Marriage is a lifelong commitment. Our Lord Jesus spoke of the relationship between husband and wife in this way, “They are no longer two, but one flesh. Therefore what God has joined together, let no one separate” (Matt. 19:6). By quoting Gen. 2:24, Jesus reminds us that God joined man and woman indissolubly together since the beginning; marriage has always been meant to be a lifelong union between a man and a woman.
More than that, the institution of marriage illustrates the principle of two becoming one, pointing like a sign to the same principle present in the spiritual union between Christ and His church (Eph. 5:32). It is a divine institution and a sign of God’s eternal covenant with his people.
Other than being a sign, the institution of marriage also symbolises the relationship between God and His people. Dr Beth Felker Jones, Professor of Theology at Wheaton College, describes:
[Marriage] is an important symbol throughout the Scriptures: God is compared to a husband and God's people to a wife. When, by the grace of God, we're able to keep a marriage together, we get to be symbols—imperfect symbols, but still symbols—of God's faithfulness to his people. Marriages are supposed to last because they are symbols of God's lasting love for us.

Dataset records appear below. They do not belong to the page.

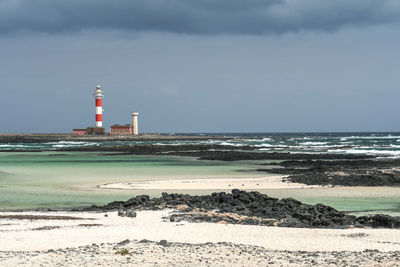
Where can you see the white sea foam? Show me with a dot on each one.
(314, 143)
(231, 144)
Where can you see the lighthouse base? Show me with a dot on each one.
(95, 131)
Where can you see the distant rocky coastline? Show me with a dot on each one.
(252, 208)
(385, 172)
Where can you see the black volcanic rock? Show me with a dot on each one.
(241, 207)
(384, 172)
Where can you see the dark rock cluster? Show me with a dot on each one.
(243, 207)
(341, 172)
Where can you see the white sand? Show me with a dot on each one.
(19, 235)
(270, 182)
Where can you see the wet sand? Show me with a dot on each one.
(93, 238)
(270, 182)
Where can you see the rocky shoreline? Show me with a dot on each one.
(251, 208)
(44, 138)
(384, 172)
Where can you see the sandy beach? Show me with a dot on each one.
(69, 238)
(269, 182)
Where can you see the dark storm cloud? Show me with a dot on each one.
(194, 16)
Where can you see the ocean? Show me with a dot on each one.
(66, 179)
(380, 144)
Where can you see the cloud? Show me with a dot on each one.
(251, 17)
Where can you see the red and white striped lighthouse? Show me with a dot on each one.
(98, 96)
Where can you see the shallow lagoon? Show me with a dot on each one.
(59, 179)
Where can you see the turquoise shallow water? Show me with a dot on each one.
(59, 179)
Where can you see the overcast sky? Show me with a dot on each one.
(201, 66)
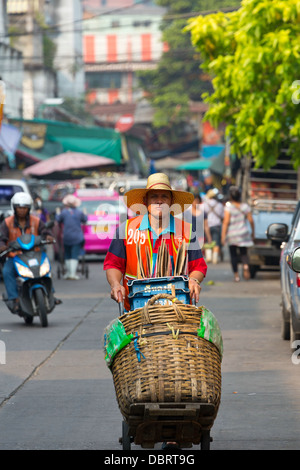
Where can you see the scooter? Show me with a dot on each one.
(34, 283)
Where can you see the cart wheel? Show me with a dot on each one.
(126, 441)
(205, 440)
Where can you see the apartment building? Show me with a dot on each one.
(11, 68)
(119, 39)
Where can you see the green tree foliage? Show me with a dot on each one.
(178, 80)
(253, 56)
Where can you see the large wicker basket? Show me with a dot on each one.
(167, 361)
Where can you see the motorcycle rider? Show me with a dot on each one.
(12, 227)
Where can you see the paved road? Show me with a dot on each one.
(57, 393)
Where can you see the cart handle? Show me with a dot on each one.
(175, 303)
(121, 308)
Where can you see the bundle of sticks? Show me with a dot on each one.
(163, 262)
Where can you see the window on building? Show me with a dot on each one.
(110, 80)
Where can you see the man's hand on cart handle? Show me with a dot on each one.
(117, 293)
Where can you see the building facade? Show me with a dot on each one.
(11, 68)
(119, 39)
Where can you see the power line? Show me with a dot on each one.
(54, 28)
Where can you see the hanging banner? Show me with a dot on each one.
(2, 100)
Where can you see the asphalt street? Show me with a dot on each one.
(56, 392)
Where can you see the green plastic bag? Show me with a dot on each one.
(210, 330)
(115, 338)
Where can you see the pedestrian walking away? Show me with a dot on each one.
(73, 238)
(236, 232)
(196, 216)
(215, 213)
(158, 204)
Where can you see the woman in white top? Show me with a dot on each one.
(235, 231)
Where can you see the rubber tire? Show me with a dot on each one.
(28, 319)
(40, 302)
(126, 441)
(205, 440)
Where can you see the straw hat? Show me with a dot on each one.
(71, 201)
(181, 199)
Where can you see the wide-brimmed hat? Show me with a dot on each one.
(71, 201)
(212, 193)
(159, 181)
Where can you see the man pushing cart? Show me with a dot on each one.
(158, 348)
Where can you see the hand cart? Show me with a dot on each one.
(167, 377)
(186, 424)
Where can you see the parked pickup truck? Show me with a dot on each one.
(273, 196)
(265, 253)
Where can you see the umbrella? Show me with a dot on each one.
(67, 161)
(198, 164)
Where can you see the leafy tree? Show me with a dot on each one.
(177, 79)
(253, 56)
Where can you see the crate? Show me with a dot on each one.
(141, 290)
(167, 361)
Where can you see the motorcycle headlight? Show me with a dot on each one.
(23, 270)
(45, 267)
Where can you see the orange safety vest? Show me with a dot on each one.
(133, 236)
(15, 232)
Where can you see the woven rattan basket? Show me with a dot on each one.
(167, 361)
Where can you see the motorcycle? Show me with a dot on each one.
(34, 282)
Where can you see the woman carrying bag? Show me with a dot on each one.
(235, 231)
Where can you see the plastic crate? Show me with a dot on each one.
(140, 290)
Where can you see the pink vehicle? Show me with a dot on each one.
(105, 212)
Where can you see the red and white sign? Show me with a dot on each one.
(124, 123)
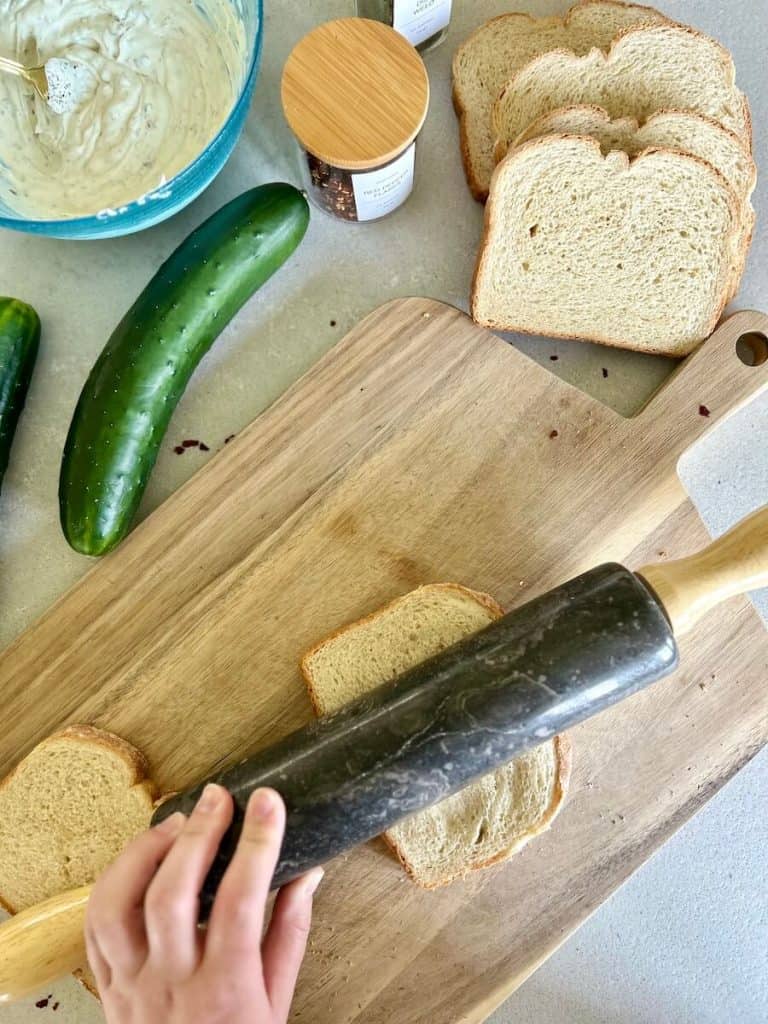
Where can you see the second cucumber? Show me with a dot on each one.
(127, 401)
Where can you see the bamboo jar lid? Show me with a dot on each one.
(355, 93)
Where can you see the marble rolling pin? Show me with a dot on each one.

The Bible explicitly allows divorce for only two reasons: sexual immorality by one’s spouse (Matt. 19:9) and when the unbelieving spouse abandons the marriage (1 Cor. 7:15). In the former, however, divorce is not mandated or even encouraged. Where possible, forgiveness and reconciliation should first be pursued. There is a third scenario where divorce may be permitted—in cases of marital violence—which is a violation of the one-flesh principle upon which marriage is founded.
If there is any among us who has experienced divorce and struggles with guilt—especially if you have concluded that your divorce was not biblically grounded—take heart that God has promised forgiveness if we are truly repentant (1 John 1:9). We may not be able to unwind time and start over but we can still make restitution, confess and right wrongs with our ex-spouse, children and the larger family.
Marital struggles are real and sometimes overwhelming. But let’s strive to be a Christian community that navigates the tension—treating marriage as what God intends it to be—a lifelong commitment—yet also reaching out to journey with those on the brink.